La carrière de La Monte Young commence réellement avec son association au mouvement Fluxus. Après être passé par le jazz et la musique dodécaphonique, il se lance alors, encouragé par Georges Maciunas et Yoko Ono, dans une série de compositions en forme de happenings ou d’events. Certains sont des actions, dont la partition est un mode d’emploi souvent réduit à quelques phrases (« rassembler le public en cercle, faire un feu », « libérer un papillon dans la salle »), d’autres sont des pièces conceptuelles, injouables (« pousser un piano à travers le mur, ne s’arrêter que si vraiment fatigué »).
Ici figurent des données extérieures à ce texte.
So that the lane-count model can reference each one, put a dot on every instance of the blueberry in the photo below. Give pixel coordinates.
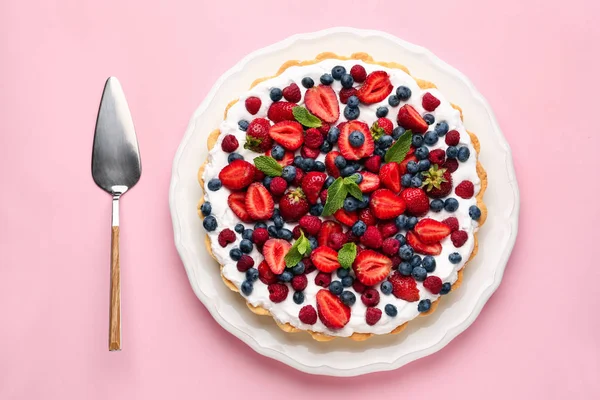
(474, 213)
(214, 184)
(308, 82)
(337, 72)
(276, 94)
(348, 298)
(359, 228)
(441, 128)
(386, 287)
(326, 79)
(336, 287)
(424, 305)
(451, 204)
(463, 154)
(403, 93)
(391, 310)
(289, 173)
(210, 223)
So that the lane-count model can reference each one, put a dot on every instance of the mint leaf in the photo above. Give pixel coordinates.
(400, 149)
(304, 116)
(347, 254)
(268, 165)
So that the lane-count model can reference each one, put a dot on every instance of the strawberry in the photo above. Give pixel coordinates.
(409, 118)
(253, 104)
(237, 203)
(332, 312)
(423, 248)
(417, 202)
(237, 175)
(430, 102)
(431, 231)
(257, 135)
(376, 88)
(322, 102)
(390, 176)
(371, 267)
(292, 93)
(259, 202)
(281, 111)
(274, 250)
(312, 184)
(355, 153)
(288, 134)
(385, 204)
(293, 205)
(325, 259)
(405, 287)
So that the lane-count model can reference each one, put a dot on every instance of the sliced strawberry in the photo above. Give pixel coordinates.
(409, 118)
(332, 312)
(322, 102)
(355, 153)
(423, 248)
(237, 175)
(390, 176)
(259, 202)
(371, 267)
(325, 259)
(377, 87)
(237, 203)
(431, 231)
(274, 251)
(385, 204)
(288, 134)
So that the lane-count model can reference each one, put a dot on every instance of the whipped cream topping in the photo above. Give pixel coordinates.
(287, 311)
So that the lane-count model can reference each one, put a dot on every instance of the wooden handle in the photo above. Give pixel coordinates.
(114, 334)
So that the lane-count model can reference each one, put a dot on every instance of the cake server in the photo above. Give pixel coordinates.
(116, 168)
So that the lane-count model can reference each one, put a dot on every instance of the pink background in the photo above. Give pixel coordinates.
(537, 63)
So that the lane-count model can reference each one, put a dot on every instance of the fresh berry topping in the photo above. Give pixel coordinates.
(333, 313)
(322, 102)
(376, 88)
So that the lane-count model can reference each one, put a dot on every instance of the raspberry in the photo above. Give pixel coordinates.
(390, 246)
(372, 237)
(226, 236)
(229, 144)
(358, 73)
(278, 292)
(299, 282)
(278, 186)
(308, 315)
(373, 315)
(452, 138)
(310, 224)
(313, 139)
(245, 263)
(433, 284)
(458, 238)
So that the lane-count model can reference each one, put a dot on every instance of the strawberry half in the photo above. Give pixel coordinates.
(377, 87)
(431, 231)
(385, 204)
(423, 248)
(325, 259)
(237, 175)
(322, 102)
(355, 153)
(288, 134)
(371, 267)
(332, 312)
(259, 202)
(274, 251)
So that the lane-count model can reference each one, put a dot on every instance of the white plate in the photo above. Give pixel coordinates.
(423, 336)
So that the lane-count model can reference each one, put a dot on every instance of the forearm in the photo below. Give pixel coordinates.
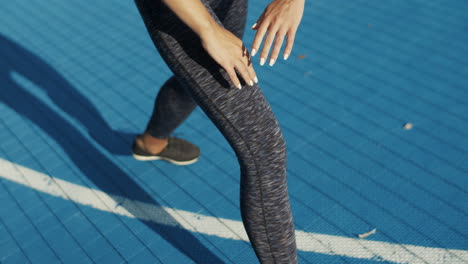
(194, 14)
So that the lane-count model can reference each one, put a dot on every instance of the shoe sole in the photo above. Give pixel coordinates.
(148, 158)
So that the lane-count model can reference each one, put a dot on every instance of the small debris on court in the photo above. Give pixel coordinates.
(364, 235)
(408, 126)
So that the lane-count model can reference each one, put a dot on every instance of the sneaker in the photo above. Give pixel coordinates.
(177, 151)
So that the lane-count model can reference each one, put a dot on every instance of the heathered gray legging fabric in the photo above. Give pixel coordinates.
(244, 117)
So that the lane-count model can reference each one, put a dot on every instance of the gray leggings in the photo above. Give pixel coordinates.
(244, 117)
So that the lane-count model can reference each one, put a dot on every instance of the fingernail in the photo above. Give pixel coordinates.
(254, 51)
(272, 61)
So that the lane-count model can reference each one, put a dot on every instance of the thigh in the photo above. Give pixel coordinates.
(243, 116)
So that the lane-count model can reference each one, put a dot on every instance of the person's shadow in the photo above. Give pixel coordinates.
(108, 177)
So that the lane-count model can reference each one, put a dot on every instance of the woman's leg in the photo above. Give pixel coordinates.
(245, 119)
(172, 106)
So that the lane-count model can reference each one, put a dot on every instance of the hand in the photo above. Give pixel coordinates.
(229, 52)
(280, 18)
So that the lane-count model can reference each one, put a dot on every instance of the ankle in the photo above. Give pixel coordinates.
(152, 143)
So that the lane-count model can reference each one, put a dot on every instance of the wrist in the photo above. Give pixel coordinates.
(208, 28)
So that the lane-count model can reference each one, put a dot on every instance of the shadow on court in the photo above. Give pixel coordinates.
(97, 167)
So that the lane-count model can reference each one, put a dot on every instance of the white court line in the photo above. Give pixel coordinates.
(225, 228)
Quelques-unes de ses pièces ne sont pas destinées à des musiciens ni à des acteurs, mais sont des pièces pour public, des actions qui sont conçues pour être interprétées par les spectateurs eux-mêmes. Ses happenings vont plus du doux – poser une fleur sur un piano – au plus violent – jouer d’un violon en feu – mais comportent tous une composante onirique, et, déjà, une certaine contrainte de durée.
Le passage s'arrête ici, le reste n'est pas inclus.